# Rv and tailgate accesories



## kodiako1 (Mar 21, 2012)

I posted the following in the classified section but figured it might be good to do same here.

We sold our Jayco travel trailer and are no longer going to tailgate so I have the following items that we no longer have a use for.

1. Husky weight distributing hitch, 12,000 lb capacity, Includes round bars, brackets, and hitch head with 2 5/16" ball and sway control. Like this, http://www.amazon.com/Husky-30849-Weight-Distribution-Control/dp/B004RCSKPO

2. Pair of B&L deluxe wheel chocks, like these http://www.amazon.com/BAL-28005-Deluxe-Tire-Chock/dp/B000ACM0T2

3. 12' X 12' EZ up pop up canopy with 4 leg weights and rolling storage bag.

4. Direct TV SWM satellite dish and set up that we used with RV. Nothing fancy, Just the dish and a base for it to set on and all the cables and stuff to power 2 receivers.

$175 for all, Will separate if no one is interested in the complete package.
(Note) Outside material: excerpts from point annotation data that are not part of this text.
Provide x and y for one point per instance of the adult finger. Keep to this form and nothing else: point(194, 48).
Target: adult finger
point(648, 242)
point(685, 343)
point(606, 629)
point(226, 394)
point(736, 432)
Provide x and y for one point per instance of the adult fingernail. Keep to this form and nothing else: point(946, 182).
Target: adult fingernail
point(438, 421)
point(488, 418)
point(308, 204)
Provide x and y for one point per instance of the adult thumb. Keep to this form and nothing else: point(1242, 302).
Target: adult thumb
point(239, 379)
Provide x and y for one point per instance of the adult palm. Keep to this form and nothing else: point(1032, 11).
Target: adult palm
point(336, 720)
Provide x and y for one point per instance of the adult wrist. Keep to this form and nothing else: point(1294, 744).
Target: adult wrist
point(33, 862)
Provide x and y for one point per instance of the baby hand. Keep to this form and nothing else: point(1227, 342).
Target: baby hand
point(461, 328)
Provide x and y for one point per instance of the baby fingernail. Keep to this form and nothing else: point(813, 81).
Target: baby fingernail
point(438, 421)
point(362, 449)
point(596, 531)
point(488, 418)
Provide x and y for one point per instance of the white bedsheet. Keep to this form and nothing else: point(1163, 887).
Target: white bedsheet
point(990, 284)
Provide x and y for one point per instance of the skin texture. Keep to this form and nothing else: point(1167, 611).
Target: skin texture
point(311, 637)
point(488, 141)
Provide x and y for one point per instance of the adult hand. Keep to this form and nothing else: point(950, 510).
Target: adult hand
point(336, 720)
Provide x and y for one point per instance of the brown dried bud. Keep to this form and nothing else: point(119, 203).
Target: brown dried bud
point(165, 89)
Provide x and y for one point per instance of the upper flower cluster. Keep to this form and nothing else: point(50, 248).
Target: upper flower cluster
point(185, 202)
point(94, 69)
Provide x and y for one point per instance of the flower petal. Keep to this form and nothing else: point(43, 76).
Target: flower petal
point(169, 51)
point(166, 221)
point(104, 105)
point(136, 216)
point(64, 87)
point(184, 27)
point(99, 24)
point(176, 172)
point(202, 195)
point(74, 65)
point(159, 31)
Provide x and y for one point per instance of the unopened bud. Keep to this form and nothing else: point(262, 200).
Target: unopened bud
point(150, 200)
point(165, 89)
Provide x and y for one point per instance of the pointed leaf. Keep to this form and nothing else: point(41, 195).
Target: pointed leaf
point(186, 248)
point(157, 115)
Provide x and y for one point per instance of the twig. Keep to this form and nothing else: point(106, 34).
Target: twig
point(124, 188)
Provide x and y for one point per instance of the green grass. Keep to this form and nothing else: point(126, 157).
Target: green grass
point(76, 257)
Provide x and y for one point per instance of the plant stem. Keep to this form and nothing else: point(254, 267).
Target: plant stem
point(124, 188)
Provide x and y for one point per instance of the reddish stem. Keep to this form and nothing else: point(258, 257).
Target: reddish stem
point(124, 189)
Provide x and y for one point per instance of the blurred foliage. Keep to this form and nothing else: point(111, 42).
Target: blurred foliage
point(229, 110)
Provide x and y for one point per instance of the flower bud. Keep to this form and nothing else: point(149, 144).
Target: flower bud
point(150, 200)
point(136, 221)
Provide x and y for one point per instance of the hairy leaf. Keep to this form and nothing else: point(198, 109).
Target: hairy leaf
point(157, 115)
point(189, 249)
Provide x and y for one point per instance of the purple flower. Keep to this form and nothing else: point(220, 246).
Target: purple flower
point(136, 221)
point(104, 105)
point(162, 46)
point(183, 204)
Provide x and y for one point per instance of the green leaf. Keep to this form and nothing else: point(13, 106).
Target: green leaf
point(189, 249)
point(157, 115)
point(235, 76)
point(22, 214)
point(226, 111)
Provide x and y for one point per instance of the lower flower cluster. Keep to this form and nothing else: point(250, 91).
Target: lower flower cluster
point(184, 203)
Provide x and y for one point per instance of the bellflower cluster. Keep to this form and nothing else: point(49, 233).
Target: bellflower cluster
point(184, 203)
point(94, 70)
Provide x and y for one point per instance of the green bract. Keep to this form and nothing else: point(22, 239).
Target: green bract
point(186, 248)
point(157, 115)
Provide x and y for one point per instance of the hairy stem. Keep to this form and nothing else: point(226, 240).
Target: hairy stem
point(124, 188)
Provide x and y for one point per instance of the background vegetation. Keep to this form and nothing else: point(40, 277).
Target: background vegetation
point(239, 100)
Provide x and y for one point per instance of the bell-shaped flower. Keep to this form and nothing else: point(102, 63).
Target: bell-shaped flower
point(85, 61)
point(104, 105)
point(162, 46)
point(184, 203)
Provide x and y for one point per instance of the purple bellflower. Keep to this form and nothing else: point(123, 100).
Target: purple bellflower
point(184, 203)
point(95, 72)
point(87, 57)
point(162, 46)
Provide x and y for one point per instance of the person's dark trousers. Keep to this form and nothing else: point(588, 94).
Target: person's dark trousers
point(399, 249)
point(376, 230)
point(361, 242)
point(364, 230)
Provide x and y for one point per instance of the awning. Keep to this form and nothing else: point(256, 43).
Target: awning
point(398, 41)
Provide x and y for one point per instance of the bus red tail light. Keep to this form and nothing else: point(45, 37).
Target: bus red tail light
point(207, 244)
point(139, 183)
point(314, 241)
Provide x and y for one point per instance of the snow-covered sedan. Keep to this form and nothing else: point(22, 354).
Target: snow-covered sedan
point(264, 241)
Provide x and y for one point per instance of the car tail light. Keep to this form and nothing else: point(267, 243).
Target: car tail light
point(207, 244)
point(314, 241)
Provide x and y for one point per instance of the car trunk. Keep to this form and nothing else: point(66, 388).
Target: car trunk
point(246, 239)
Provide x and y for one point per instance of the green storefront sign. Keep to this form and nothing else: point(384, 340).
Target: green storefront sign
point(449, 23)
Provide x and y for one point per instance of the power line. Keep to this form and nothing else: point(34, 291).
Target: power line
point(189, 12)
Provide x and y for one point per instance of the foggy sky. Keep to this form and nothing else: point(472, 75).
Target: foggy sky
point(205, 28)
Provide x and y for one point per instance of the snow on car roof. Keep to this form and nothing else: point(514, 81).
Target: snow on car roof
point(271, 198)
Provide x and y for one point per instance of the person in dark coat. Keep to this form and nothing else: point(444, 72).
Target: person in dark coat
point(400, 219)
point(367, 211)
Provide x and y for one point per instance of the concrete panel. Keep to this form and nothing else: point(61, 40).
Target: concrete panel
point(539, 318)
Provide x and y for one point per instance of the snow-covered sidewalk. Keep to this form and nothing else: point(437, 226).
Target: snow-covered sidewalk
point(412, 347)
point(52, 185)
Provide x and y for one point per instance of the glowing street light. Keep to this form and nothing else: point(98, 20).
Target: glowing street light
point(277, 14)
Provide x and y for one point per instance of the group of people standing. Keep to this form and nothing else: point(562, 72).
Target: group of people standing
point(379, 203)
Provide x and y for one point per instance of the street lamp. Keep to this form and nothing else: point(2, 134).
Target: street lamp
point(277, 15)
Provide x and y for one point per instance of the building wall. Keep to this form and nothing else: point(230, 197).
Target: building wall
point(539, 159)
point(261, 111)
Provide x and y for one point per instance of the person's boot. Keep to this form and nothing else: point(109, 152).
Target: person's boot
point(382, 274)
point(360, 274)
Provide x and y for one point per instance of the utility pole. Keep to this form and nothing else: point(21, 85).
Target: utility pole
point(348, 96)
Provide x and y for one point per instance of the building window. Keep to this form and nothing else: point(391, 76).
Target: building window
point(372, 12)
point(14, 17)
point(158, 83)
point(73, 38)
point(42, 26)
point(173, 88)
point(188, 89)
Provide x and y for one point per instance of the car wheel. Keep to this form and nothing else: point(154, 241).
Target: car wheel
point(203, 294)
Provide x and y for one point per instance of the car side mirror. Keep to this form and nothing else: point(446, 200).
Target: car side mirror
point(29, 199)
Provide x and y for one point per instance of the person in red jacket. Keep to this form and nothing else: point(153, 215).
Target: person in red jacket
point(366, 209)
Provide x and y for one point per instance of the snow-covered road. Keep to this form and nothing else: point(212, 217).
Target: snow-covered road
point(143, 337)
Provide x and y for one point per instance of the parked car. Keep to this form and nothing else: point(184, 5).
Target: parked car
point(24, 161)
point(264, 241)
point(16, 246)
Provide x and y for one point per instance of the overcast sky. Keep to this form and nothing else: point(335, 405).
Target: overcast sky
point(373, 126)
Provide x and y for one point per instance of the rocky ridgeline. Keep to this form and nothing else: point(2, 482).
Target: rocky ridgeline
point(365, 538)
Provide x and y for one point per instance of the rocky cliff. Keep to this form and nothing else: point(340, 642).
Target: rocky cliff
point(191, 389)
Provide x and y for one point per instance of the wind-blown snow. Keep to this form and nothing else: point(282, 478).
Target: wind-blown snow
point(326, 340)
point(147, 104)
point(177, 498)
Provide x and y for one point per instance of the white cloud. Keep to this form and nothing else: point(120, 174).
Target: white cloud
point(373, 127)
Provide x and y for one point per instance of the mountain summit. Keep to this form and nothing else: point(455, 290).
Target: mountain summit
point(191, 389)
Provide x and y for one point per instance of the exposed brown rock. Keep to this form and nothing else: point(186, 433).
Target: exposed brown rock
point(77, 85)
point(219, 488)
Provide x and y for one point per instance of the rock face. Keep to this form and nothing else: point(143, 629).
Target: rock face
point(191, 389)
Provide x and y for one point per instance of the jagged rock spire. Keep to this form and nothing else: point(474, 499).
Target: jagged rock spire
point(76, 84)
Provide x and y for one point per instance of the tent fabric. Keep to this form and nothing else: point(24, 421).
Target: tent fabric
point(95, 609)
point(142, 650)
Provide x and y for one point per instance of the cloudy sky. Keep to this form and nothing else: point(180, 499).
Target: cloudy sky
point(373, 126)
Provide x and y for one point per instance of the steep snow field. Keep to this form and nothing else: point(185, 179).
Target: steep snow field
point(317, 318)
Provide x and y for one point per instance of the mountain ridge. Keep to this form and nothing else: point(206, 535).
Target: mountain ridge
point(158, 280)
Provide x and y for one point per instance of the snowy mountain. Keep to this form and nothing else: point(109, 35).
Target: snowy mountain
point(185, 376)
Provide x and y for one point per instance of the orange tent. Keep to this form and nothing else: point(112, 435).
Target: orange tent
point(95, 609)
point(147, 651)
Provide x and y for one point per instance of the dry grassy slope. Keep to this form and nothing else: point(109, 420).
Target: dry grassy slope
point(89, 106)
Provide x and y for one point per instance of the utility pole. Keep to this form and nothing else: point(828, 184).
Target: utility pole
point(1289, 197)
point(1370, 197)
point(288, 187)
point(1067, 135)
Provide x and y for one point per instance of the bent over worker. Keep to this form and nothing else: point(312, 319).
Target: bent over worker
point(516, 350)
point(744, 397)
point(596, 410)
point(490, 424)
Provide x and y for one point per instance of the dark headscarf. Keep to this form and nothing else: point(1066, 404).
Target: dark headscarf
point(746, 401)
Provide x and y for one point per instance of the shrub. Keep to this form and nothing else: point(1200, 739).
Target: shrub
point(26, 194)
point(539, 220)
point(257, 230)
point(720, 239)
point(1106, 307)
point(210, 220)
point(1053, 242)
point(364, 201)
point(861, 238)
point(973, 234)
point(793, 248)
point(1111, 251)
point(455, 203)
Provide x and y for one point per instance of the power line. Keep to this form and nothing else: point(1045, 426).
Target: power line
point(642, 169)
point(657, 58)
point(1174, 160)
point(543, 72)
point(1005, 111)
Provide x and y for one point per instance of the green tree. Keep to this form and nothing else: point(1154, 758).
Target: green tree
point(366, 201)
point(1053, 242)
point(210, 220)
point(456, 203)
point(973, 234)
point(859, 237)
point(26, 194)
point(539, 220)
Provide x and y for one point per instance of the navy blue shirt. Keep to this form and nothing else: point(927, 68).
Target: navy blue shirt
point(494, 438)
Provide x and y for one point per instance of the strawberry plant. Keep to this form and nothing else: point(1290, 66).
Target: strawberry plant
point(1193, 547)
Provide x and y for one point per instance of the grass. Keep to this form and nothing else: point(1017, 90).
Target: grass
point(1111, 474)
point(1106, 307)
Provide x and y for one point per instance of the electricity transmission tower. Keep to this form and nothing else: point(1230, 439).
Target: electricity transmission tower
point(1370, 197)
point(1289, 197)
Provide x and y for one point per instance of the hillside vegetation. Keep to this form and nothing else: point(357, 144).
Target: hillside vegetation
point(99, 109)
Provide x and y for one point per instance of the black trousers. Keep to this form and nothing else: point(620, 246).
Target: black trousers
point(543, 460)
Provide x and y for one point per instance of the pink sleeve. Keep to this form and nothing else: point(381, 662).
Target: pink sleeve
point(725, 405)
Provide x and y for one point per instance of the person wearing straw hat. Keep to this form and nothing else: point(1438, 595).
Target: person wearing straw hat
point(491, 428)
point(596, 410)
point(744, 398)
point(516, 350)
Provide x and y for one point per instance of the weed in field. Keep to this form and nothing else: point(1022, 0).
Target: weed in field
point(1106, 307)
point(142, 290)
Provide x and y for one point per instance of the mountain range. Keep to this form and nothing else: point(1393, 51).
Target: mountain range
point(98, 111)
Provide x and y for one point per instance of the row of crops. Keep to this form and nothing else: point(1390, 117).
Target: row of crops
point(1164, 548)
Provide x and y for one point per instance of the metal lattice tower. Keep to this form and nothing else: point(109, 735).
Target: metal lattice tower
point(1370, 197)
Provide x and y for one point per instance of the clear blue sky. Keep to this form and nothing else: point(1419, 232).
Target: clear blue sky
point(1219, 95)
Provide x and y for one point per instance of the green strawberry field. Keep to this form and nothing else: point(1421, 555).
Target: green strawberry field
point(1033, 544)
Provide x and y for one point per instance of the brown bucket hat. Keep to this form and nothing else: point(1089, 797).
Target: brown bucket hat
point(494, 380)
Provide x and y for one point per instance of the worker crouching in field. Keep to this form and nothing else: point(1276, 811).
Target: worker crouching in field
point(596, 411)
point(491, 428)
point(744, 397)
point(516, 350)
PM me if interested, thanks, Ken


----------



## kodiako1 (Mar 21, 2012)

kodiako1 said:


> I posted the following in the classified section but figured it might be good to do same here.
> 
> We sold our Jayco travel trailer and are no longer going to tailgate so I have the following items that we no longer have a use for.
> 
> ...


Price change to $150 for everything.


----------



## od (Mar 20, 2009)

Hello,
Am interested in the tire chocks if your willing to sell separate but was wandering what you were asking for them.


----------



## DavidCamp1163 (Sep 2, 2015)

How Much for the EZ-UP and where are you located?


----------